Community garden plot update: poppies!






Agrostemma githago has been blooming freely for about a week, and the other day it was joined by poppies, poppies in numbers. These are corn poppies, Papaver rhoeas.They are gorgeous, exciting and so easy to grow. Like them? Make a note to yourself to buy the seeds in September and to sow them once you have cleared a space for them in the autumn garden.
Don't make the mistake of waiting for spring to sow the seeds. By then the plants should be several months old, not just starting out.
It took three things to make this display happen. Two were of the nature of inspiration from gardeners of the past. If you love poppies be sure to read, and read again and again,  Celia Thaxter's An Island Garden.(1894, Houghton Mifflin, available in an excellent paperback reissue of 1988).

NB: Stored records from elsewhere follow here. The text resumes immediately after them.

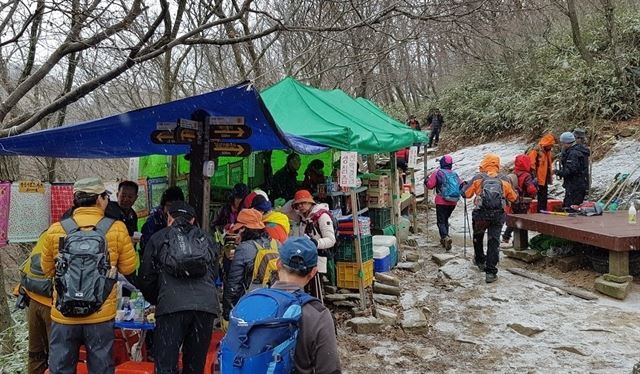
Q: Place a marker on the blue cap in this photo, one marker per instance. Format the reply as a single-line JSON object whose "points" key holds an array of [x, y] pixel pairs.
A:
{"points": [[299, 253]]}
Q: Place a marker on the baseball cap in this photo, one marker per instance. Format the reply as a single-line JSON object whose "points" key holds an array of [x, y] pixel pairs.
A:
{"points": [[249, 218], [181, 209], [91, 185], [299, 253]]}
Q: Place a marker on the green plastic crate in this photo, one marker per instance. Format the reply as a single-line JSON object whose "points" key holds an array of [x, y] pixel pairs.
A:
{"points": [[346, 251]]}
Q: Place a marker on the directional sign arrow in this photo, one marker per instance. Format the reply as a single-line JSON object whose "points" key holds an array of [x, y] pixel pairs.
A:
{"points": [[163, 137], [230, 149]]}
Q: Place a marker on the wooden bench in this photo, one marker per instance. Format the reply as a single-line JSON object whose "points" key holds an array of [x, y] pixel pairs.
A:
{"points": [[610, 231]]}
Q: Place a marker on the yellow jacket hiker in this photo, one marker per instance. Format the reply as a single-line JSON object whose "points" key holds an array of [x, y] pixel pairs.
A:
{"points": [[121, 255]]}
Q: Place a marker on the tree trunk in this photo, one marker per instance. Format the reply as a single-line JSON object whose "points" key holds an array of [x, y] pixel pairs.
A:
{"points": [[576, 35]]}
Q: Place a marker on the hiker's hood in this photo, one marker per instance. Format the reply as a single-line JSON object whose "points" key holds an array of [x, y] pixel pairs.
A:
{"points": [[582, 148], [490, 164], [547, 140], [279, 219], [523, 163]]}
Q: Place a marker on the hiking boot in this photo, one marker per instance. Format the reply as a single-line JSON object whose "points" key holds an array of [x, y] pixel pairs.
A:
{"points": [[447, 243], [490, 278]]}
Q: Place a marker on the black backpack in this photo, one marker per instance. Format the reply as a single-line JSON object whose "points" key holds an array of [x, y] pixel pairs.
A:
{"points": [[186, 252], [82, 279], [491, 195]]}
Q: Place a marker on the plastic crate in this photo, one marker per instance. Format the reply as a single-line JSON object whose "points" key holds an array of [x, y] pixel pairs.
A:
{"points": [[380, 218], [382, 265], [346, 251], [348, 274]]}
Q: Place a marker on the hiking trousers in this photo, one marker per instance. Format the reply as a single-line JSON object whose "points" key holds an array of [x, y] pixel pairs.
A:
{"points": [[39, 322], [65, 347], [491, 222], [435, 136], [443, 212], [190, 329]]}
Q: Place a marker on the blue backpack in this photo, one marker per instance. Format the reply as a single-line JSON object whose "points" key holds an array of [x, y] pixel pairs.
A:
{"points": [[450, 185], [263, 331]]}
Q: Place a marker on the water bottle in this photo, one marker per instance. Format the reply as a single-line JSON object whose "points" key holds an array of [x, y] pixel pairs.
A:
{"points": [[633, 218]]}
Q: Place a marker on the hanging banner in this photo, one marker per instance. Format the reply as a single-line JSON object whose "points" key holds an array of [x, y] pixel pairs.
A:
{"points": [[348, 169]]}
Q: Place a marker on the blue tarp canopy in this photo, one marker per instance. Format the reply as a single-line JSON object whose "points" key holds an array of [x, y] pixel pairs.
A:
{"points": [[129, 134]]}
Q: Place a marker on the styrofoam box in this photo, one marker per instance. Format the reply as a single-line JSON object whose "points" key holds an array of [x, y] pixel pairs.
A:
{"points": [[381, 252]]}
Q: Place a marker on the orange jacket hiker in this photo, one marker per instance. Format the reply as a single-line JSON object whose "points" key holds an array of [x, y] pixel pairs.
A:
{"points": [[542, 160]]}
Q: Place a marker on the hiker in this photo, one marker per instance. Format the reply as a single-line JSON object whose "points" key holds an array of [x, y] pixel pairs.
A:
{"points": [[436, 122], [276, 223], [525, 188], [318, 224], [285, 180], [87, 319], [228, 214], [574, 170], [447, 184], [413, 122], [243, 274], [177, 274], [491, 191], [127, 196], [157, 219], [35, 291], [542, 168], [314, 175], [313, 347]]}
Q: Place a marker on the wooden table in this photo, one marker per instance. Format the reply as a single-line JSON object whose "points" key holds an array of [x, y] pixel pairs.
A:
{"points": [[610, 231]]}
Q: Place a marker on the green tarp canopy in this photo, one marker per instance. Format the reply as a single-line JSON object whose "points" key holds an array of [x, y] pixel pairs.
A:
{"points": [[334, 119]]}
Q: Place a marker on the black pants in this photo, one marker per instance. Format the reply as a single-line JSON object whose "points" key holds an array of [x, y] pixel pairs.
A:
{"points": [[492, 223], [573, 196], [542, 197], [189, 329], [517, 208], [435, 135], [443, 212]]}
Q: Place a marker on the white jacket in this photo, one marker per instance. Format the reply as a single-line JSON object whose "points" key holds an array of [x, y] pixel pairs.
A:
{"points": [[321, 230]]}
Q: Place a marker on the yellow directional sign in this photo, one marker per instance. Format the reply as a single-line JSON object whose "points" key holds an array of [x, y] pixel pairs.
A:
{"points": [[230, 149]]}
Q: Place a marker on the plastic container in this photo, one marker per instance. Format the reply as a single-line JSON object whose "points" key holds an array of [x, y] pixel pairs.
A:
{"points": [[348, 274], [382, 265], [346, 251]]}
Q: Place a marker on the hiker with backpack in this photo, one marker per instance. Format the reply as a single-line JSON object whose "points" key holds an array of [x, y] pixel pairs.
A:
{"points": [[177, 274], [525, 187], [253, 263], [83, 254], [282, 329], [574, 170], [542, 168], [317, 223], [491, 192], [447, 184]]}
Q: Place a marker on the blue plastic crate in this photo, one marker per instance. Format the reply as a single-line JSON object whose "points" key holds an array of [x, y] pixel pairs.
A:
{"points": [[382, 265]]}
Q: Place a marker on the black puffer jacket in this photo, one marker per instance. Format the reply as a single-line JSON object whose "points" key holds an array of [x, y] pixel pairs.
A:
{"points": [[575, 167], [171, 294], [240, 273]]}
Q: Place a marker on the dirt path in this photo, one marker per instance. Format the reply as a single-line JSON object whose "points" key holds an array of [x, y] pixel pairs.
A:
{"points": [[474, 326]]}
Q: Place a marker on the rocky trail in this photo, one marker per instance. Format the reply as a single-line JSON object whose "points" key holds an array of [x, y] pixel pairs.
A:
{"points": [[513, 325]]}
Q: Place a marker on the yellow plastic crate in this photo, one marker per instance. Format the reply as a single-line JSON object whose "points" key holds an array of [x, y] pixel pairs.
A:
{"points": [[348, 274]]}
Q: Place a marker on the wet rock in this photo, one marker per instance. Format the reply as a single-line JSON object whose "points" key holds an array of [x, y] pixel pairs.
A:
{"points": [[442, 258], [385, 299], [524, 330], [365, 325]]}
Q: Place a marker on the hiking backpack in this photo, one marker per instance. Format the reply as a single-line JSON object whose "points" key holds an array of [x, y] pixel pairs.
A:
{"points": [[263, 332], [264, 266], [491, 194], [81, 278], [186, 252], [450, 186]]}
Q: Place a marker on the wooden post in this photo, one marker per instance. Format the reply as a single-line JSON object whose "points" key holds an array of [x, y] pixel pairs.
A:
{"points": [[356, 232]]}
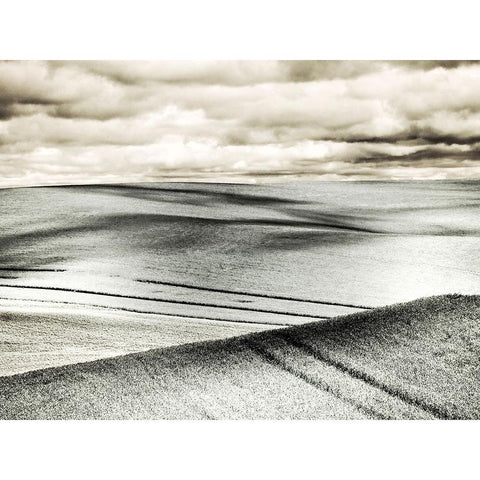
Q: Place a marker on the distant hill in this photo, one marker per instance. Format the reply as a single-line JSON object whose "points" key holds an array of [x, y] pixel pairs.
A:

Another old book provided another: J. Horace McFarland's My Growing Garden (1915, Macmillan). Color plate xviii shows an eighty foot border planted to mixed Shirley poppies with the caption "An ounce of Shirley poppy seed... sowed along an eighty-foot border... in mid-June came days of poppy glory." Here's a scan of that plate:


The planting in the images from my community plot is of two parallel forty foot borders: so my eighty foot poppy border has two mirror image sides.
 
And then there is the third thing: a source of quality, inexpensive poppy seed. Such a thing does exist: check out Wildseed Farms in Fredericksburg, Texas. McFarland's ounce will set you back all of $4.60 the last time I checked. Try to think of some other purchase of that amount which gives even remotely so much delight.